Tegenover me tijdens het spreekuur zitten een vader en zijn 9-jarige zoon. ‘Als jij ons kunt vertellen wat gezonde variaties voor tussendoortjes zijn, dan zou dat het voor ons heel veel makkelijker maken. Dan kan mijn zoon die voortaan gewoon zelf pakken en dan te hoef ik niet steeds nee te zeggen.’ De vader zegt het tegen mij alsof dat de normaalste zaak van de wereld is. Als zijn zoon maar weet wat hij mag eten, dan komen er geen vragen, discussies en nee-zeggen meer aan te pas.
De zoon is zoals gezegd 9 jaar oud en heeft overgewicht. Via de huisarts zijn ze bij mij beland. Vader en moeder zijn gescheiden. Zoon woont de helft van de week bij vader, de andere helft bij moeder. Het eetverslag wat ze bij zich hebben is ook eerlijk verdeeld: een dag verslag van het eten bij vader en een dag verslag van eten bij moeder. Vader vertelt dat een gezin in hun omgeving ook naar de diëtist ging en dat ze fijne adviezen hadden gekregen. Hele praktische adviezen: wat mag wel en wat mag niet. Dat leek hem ook wel wat.

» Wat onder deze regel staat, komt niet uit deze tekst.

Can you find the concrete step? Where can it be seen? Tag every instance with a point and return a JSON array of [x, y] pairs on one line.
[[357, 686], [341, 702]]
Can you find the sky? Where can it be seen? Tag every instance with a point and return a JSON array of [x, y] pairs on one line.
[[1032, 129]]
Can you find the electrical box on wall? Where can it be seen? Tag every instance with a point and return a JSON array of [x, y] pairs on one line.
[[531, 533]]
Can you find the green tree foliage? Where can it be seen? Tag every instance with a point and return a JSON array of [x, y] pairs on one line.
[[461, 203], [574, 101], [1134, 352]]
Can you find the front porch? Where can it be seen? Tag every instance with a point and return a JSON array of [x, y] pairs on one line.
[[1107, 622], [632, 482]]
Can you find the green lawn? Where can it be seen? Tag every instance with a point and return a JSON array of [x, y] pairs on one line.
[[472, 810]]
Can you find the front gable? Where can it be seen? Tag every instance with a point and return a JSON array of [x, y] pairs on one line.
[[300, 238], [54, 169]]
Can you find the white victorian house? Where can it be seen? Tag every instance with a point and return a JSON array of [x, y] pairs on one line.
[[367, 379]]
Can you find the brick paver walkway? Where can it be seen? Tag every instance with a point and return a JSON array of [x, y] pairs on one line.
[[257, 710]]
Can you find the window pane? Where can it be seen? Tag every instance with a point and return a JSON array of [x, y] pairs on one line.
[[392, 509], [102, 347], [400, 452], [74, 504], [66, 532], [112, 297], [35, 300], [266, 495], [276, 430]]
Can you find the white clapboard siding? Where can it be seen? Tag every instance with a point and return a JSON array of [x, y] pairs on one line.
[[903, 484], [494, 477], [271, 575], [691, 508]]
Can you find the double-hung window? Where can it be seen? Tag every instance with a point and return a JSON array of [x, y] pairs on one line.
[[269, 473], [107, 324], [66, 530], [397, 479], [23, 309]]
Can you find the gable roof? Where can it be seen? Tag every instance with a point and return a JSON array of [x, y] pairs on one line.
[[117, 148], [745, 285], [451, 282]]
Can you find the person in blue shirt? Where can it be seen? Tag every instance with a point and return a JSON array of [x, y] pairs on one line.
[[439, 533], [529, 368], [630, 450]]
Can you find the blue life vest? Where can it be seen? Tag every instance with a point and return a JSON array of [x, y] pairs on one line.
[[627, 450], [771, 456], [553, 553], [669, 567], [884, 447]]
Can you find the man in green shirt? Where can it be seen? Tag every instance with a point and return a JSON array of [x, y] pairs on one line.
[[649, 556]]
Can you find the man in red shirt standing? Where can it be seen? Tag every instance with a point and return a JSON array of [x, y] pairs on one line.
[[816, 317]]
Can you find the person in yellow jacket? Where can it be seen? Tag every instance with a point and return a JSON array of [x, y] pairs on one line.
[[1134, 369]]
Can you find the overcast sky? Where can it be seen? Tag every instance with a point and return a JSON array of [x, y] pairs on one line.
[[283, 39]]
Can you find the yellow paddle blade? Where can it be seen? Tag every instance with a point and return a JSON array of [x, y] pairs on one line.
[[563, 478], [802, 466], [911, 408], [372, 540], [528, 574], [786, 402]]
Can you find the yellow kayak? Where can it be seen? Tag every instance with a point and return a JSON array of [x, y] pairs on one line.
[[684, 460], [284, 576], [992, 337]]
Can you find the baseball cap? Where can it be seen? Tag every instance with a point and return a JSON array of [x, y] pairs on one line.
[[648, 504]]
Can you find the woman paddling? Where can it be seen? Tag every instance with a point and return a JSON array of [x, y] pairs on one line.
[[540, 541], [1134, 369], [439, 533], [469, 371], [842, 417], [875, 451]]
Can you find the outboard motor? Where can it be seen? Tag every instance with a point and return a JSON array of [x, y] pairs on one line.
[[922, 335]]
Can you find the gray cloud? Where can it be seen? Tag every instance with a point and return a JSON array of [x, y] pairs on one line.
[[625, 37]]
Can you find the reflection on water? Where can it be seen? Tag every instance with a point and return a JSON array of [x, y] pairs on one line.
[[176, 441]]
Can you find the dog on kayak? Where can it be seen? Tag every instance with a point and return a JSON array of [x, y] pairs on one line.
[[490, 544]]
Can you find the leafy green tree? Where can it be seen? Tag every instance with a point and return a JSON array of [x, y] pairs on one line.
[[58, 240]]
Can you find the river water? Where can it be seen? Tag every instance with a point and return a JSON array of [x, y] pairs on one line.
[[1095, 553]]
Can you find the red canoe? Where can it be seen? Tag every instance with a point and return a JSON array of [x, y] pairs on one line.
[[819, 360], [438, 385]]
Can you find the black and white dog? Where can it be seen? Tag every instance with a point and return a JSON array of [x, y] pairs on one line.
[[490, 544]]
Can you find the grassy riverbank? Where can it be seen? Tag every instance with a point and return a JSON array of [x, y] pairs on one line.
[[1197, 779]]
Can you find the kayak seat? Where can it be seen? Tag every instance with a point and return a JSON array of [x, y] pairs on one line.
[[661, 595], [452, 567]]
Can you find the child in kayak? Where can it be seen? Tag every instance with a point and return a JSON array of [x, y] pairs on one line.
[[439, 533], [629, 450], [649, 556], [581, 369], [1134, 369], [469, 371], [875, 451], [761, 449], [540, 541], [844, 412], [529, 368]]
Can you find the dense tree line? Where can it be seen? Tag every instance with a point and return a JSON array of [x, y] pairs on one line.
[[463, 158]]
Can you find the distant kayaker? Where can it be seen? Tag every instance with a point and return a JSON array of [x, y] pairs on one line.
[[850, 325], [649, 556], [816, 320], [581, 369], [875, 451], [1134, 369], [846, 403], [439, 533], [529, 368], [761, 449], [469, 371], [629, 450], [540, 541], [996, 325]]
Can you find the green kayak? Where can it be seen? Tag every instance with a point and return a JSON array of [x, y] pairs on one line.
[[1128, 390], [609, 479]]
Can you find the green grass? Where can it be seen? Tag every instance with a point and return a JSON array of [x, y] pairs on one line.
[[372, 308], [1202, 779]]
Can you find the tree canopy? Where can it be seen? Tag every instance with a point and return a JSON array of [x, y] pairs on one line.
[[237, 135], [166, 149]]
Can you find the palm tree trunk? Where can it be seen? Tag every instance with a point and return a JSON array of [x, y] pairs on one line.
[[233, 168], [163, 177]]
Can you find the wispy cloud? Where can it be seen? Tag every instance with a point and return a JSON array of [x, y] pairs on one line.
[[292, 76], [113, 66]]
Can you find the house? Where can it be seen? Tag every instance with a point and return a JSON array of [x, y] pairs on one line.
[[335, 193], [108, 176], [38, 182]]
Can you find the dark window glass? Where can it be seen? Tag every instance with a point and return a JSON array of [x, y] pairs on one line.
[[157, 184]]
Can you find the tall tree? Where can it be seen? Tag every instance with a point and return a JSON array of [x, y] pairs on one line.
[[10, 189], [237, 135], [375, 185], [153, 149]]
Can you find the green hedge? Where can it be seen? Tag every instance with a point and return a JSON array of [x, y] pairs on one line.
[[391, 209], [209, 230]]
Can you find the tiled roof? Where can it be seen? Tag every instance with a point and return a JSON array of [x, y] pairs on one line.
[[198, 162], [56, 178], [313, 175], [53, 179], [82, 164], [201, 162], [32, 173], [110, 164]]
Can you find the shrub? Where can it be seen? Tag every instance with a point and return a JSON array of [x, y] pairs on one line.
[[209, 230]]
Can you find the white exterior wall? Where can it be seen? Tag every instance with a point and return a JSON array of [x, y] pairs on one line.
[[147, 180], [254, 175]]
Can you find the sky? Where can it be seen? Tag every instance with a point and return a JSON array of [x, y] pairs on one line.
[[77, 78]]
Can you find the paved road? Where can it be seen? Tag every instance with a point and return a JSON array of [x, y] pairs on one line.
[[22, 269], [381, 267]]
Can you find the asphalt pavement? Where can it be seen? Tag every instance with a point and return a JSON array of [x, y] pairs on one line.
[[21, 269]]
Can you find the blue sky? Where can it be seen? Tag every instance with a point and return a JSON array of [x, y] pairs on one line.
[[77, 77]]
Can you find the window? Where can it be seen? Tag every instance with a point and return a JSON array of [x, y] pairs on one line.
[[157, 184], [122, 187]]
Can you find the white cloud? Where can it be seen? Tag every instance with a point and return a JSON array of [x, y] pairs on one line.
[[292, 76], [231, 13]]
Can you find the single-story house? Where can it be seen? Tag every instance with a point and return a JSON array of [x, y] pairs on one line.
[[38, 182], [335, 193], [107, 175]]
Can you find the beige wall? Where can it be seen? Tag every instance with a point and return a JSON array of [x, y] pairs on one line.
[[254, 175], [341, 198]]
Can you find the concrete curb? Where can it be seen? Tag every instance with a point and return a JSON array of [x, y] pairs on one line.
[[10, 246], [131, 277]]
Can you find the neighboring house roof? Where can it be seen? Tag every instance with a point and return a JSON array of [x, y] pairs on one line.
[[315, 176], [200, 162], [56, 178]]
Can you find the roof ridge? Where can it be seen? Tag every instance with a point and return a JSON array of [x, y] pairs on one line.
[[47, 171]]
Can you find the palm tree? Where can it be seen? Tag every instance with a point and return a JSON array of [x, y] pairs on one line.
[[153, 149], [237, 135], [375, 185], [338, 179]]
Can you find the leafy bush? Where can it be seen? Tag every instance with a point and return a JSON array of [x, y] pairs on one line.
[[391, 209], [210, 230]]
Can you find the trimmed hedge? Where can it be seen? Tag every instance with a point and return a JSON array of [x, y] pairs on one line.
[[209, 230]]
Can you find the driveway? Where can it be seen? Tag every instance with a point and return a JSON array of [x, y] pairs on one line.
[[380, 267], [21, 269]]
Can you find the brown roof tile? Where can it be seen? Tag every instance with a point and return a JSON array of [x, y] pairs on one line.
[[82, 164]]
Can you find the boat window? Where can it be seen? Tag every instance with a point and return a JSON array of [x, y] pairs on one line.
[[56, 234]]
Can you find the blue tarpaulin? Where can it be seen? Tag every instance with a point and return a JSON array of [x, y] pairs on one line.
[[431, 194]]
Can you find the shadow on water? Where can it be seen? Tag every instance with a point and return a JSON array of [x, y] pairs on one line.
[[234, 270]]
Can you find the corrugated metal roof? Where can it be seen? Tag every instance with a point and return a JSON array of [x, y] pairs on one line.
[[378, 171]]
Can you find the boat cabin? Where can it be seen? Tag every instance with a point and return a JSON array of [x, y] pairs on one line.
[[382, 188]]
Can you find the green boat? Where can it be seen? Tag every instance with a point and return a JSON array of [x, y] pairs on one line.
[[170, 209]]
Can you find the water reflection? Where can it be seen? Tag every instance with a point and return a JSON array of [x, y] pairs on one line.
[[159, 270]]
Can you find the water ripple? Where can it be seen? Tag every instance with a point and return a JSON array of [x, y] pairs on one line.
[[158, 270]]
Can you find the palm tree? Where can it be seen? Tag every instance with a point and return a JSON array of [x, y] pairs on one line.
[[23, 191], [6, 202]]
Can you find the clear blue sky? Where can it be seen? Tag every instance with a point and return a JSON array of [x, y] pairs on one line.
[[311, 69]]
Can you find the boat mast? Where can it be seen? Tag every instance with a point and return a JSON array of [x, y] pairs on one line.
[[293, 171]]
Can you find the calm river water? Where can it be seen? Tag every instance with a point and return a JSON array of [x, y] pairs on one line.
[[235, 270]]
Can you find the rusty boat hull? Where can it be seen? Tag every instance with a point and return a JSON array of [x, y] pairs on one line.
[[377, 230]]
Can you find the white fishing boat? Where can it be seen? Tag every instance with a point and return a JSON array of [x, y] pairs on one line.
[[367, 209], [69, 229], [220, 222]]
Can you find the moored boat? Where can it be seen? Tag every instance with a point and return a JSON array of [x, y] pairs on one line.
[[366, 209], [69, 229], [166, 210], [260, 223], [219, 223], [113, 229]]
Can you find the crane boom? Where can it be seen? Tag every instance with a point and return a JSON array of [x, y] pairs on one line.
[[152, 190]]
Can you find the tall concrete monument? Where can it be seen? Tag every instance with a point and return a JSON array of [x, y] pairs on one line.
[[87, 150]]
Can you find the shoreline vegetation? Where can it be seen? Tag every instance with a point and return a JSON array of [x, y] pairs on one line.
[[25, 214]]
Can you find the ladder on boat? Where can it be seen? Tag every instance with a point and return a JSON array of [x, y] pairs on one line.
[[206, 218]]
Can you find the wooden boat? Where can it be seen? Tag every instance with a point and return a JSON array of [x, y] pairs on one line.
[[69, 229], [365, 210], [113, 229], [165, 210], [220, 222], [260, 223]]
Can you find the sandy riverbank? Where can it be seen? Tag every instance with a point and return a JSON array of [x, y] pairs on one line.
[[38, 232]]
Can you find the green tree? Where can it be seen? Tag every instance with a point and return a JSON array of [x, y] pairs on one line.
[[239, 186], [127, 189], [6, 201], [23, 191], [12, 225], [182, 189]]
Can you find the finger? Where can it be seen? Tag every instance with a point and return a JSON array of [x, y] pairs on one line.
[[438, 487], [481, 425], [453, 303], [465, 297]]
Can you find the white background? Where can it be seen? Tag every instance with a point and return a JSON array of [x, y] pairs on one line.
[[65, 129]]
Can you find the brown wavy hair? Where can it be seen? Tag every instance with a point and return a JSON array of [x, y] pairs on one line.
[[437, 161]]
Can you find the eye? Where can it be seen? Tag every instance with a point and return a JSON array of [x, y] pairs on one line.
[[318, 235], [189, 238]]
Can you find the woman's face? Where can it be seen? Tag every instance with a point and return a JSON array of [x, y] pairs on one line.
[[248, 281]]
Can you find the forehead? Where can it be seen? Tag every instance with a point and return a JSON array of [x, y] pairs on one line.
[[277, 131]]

Hij vertelt verder dat ze bij hem thuis nu al veranderingen hebben gemaakt in de hoeveelheid en soort broodbeleg. Dunner smeren en mager beleg gebruiken. Bij moeder is dat nog niet zo. ‘Kijk maar’ zegt vader: ‘bij moeder eet hij nog wel worst en chocopasta op brood.’ De zoon zit er maar stilletjes bij.
Een aantal dingen is nu al pijnlijk, en het gesprek is pas 10 minuten geleden begonnen. Vader lijkt niet in de gaten te hebben dat zoon heel ongemakkelijk is. Er wordt opeens veel op zijn schouders gelegd: hij moet dus zelf gezond gaan kiezen. En bij zijn moeder moet er ook gezonder worden gegeten. Dat is heel lastig voor een 9-jarige (voor een kind van elke leeftijd, eigenlijk). De ‘schuld’ wordt door vader nu neergelegd bij zoon en moeder.
Hoe zal ik dit tegen vader zeggen? Ik wil hem niet beschuldigen of veroordelen, maar wel met hem praten over verwachtingen en verantwoordelijkheid. Ik begin door te zeggen dat hij erg veel van zijn jonge zoon verwacht. Alleen maar weten wat gezond is, zal nog niet helpen bij gezonder kiezen. Niet bij kinderen (en ook lang niet altijd bij volwassenen, trouwens), omdat kinderen de gevolgen van hun keuzes, en zeker de keuzes op lange termijn) niet kunnen inschatten. Onze voedselkeuze komt tot stand door diverse factoren: beschikbaarheid, bereikbaarheid, eetlust, het zien of ruiken van eten, anderen zien eten, gewoonte, emoties, honger, verveling, stress, etc. Het kiezen van gezond is zó ingewikkeld. Juist de ouder kan hier heel goed in sturen, afspraken over maken met het kind, duidelijkheid bieden. De ouder beslist over wat, waar, wanneer en hoeveel. Door hierin heel consequent te zijn, komen in de loop van de tijd vragen en discussie steeds minder voor. Het wordt dan makkelijker voor vader en zoon. En in een ideale situatie gelden dezelfde regels bij moeder. Maar alle begin is moeilijk. Hierbij zal ik hen begeleiden.